Scientists from Seoul National University in South Korea say they have succeeded in cloning early stage human embryos and growing them in a laboratory. The achievement is sure to revive the debate on human cloning.
The South Korean team says it managed to clone 30 human "blastocysts", or early stage embryos, from eggs donated by 16 South Korean women.
The team says that once the blastocysts began to grow, it successfully removed the versatile "stem cells", which go on to form human organs, and can be used to grow any kind of body tissue.
Members of the team have said their aim was what is called "therapeutic cloning," as opposed to "reproductive cloning." They are interested, in other words, in stem cell research rather than cloning an entire human being.
The team's findings are to appear this week in the online version of the American journal, Science.
The American Association for the Advancement of Science, which publishes the journal, said Thursday that the South Korean biologists are the first to publish successful research on the cloning of human embryonic cells.
Scientists have successfully cloned cattle, mice and, most famous of all, Dolly the Sheep. There have been claims from time to time that human embryos have been cloned, but no proof has ever been offered.
The technique used by the Korean scientists had previously been used to clone mouse cells, but the involvement of human stem cells is likely to reinvigorate the debate on human cloning.
There are many objections to such science. Some people flatly oppose human cloning on ethical and scientific grounds. Others object to the removal of stem cells from cloned human embryos because the embryo is killed in the process.
Supporters of the science argue that stem cell research will lead to innovations in medicine.

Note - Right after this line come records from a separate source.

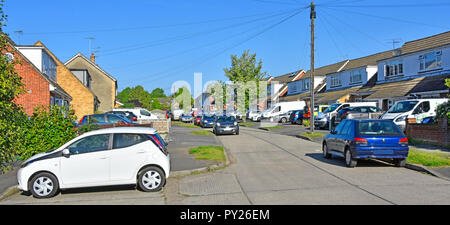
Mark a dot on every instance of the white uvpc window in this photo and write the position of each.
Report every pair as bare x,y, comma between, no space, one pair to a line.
430,60
335,81
394,68
355,77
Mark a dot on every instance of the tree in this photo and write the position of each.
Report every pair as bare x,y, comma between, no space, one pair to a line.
244,69
158,93
11,114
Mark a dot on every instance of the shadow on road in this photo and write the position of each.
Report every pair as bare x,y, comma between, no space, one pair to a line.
338,161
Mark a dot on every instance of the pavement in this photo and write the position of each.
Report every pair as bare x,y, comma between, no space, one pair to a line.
273,169
180,141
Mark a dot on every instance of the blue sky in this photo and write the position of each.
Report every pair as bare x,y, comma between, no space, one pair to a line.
154,43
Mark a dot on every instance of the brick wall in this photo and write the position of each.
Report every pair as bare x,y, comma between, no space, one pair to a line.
434,133
37,88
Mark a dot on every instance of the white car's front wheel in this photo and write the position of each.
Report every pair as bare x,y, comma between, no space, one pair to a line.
44,185
151,179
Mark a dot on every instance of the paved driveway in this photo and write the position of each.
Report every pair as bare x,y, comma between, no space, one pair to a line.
277,169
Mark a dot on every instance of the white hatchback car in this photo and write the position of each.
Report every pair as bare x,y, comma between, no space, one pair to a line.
114,156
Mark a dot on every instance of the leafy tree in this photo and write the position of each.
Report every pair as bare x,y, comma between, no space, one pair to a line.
11,114
158,93
244,69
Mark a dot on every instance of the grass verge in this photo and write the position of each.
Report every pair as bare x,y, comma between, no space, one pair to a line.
215,153
188,125
201,132
431,159
271,128
316,134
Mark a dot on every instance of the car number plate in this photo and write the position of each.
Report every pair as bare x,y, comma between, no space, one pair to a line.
383,152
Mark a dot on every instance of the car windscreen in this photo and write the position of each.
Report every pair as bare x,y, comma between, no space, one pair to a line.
378,128
226,119
404,106
332,108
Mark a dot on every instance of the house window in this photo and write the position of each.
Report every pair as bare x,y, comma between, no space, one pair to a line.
430,60
355,77
306,85
335,81
394,68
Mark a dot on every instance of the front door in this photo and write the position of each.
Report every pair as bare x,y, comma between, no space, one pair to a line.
88,162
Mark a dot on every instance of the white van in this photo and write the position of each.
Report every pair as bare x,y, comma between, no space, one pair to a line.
281,108
176,114
413,108
323,120
142,114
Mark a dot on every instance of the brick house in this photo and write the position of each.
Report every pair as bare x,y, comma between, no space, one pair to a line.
103,85
84,102
40,89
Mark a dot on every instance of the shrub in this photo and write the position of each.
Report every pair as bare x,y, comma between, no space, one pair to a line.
46,130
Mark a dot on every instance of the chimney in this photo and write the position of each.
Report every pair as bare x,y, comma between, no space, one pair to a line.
93,58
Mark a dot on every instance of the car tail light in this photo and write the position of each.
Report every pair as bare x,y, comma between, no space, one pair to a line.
81,121
360,141
158,143
403,141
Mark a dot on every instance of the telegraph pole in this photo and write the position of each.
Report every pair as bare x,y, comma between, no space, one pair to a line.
311,86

Wendy Fung is a researcher at the Hong Kong-based biotech firm DNA Chips.
"Another purpose of this kind of experiment would be to try to find a way to find embryonic tissue that can be used for transplantation," she explained.
Stem cells have been transplanted into diseased organs - like the brain of a person with Alzheimer's or Parkinson's Disease - with beneficial results.
Scientists point out, however, that once human embryos are cloned, they can theoretically be grown into full term humans. A number of individuals and governments have called for laws against the cloning of human beings.
The Bush Administration has been pushing for a ban on human cloning, both for the purpose of reproduction and for extracting stem cells.